Under the Udala Trees: A Novel
"This story of . . . struggle . . . is both brave and original."
For anyone enamored of cross-cultural literature, especially those who love moving, insightful tales from Africa, Chinelo Okparanta is someone to watch. In Under the Udala Trees, a multi-layered coming of age story, she follows in the formidable footsteps of such writers as Chinua Achebe, Chinamanda Ngozi Adichie, Ngugi Wa Thiong'o, and Wole Soyinka. One does not soon forget her narrative or the way in which she tells it.
Okparanta’s protagonist, Ijeoma, is eleven years old when civil war rages in Biafra.
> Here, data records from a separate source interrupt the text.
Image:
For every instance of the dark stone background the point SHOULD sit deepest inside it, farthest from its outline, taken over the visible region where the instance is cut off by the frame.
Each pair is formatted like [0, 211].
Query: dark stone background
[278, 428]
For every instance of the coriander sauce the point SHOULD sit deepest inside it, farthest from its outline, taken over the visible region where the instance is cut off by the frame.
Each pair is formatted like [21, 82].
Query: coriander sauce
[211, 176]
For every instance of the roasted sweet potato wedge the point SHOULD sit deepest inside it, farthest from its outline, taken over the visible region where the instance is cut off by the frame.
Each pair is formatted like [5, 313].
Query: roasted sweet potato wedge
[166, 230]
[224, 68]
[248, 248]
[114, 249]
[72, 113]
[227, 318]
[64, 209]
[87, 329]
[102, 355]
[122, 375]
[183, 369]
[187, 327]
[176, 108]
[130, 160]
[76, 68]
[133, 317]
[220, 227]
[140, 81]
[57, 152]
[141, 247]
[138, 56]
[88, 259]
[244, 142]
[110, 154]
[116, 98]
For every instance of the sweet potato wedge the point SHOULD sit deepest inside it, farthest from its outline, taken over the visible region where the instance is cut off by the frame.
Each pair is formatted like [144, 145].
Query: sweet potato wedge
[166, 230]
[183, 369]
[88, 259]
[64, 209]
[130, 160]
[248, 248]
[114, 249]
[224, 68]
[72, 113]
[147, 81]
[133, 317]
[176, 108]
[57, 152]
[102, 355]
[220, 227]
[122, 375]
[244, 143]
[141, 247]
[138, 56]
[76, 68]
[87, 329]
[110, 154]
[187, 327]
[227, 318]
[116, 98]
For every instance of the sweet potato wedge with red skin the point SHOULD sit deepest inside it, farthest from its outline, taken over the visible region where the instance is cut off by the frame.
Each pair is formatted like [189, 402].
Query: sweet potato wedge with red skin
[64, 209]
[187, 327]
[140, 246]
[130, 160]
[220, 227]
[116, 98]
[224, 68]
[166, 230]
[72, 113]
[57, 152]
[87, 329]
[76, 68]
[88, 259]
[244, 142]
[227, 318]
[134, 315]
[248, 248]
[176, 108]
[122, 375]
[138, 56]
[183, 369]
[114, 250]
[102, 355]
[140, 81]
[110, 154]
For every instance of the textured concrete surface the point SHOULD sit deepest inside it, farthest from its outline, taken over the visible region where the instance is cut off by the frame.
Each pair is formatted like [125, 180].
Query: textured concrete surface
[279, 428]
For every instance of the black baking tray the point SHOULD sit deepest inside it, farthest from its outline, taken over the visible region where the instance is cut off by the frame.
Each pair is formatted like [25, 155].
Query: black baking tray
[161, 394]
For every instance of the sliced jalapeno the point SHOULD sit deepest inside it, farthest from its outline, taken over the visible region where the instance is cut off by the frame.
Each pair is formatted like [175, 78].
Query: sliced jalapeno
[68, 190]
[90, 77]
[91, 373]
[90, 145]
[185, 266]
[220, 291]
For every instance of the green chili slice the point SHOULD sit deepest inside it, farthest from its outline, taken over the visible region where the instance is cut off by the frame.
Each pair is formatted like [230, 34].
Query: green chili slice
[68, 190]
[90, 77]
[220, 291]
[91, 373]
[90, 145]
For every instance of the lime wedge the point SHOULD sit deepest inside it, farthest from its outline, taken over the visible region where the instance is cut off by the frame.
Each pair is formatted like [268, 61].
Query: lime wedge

Raised in an atmosphere of constraining religion by a mother who finds discipline easier than overt love, her life is further challenged by the fact that she has fallen in love—with a girl.
War, cultural constraints, violence from a variety of sources, and gender identity are big themes to tackle in a single story but Okparanta does so with grace, quiet conviction, hope, and courage. African folktales and songs illuminate experience at several junctures as myriad struggles of daily life in a conservative country and a family in conflict reveal themselves.
Okparanta’s first love is a young girl who turns away from her. Her second is a woman who draws her close, exposing her to the secret world of gays and lesbians in a country that sees same sex love as “an abomination.” The story couldn’t be more timely: Nigeria criminalized same sex marriages in 2014.
As a young woman Ijeoma tries to escape the control and the emotional violence of her mother, her faith, and her country by entering into a loveless marriage. She has a beloved child. But she cannot bear the lie she is living or the life she is trapped by. It takes her years to emerge as a fully formed, independent, strong woman. And it is her journey to that maturity that mesmerizes as it explores human nature, familial love, painful prejudice and ultimately the strength that comes from self-identity.
Ijeoma’s story is a sad one but it is one of hope, reconciliation, love, and courage. It is also a story of Nigerian history and culture told in often heartbreakingly human terms. Ultimately, however, there is redemption as characters find their better natures. Rising above violence, dogma, and prejudice, Okparanta seems to be saying, there can be possibility, affection, survival, and personal peace.
This story of the struggle for gender equality, for LGBT rights, for freedom from political and religious oppression in the place of one’s birth is both brave and original. It is also subtle and searing. No wonder it was named one of the Wall Street Journal’s 15 Books to Read This Fall and long-listed for the 2015 Center for Fiction First Novel Prize, among other Most Read lists. It’s another winner from an African writer to note.